Hello.
I have a database with company table that have a bunch of related (delete=cascade) tables.
Also it has 1<->M relation to company_descr table.
Once we've found that ~half of our companies do not have any description and we would like to remove them.
First this I've tried was
delete from company where id not in (select company_id from company_descr);
I've tried to analyze command, but unlike to other RDBM I've used it did not include cascade deletes/checks into query plan. That is first problem.
It was SLOW. To make it faster I've done next thing:
create temporary table comprm(id) as select id from company;
delete from comprm where id in (select company_id from company_descr);
delete from company where id in (select id from comprm);
That was much better. So the question is why postgresql can't do such a thing.
But it was better only until "removing" dataset was small (~5% of all table).
As soon as I've tried to remove 50% I've got speed problems. I've ensured I have all indexes for both ends of foreign key.
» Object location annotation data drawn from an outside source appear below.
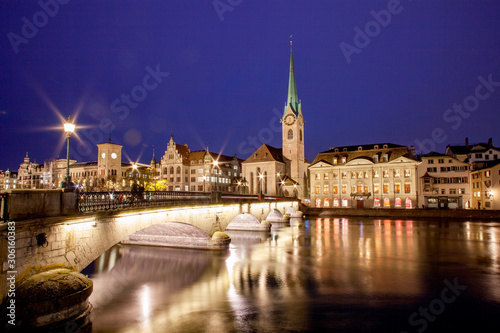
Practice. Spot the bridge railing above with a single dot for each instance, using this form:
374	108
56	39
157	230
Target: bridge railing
96	201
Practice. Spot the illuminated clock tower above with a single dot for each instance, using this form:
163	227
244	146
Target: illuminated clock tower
293	134
109	161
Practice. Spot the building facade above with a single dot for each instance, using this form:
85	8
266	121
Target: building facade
378	175
444	182
485	186
199	171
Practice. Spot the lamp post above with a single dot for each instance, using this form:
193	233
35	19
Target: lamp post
69	128
261	177
216	165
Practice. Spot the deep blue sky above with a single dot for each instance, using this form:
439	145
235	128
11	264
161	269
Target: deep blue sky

I've tried to remove all cascaded entries by myself, e.g.:
create temporary table comprm(id) as select id from company;
delete from comprm where id in (select company_id from company_descr);
delete from company_alias where company_id in (select id from comprm);
...
delete from company where id in (select id from comprm);
It did not help until I drop all constraints before and recreate all constraints after.
Now I have it work for 15minutes, while previously it could not do in a day.
Is it OK? I'd say, some (if not all) of the optimizations could be done by postgresql optimizer.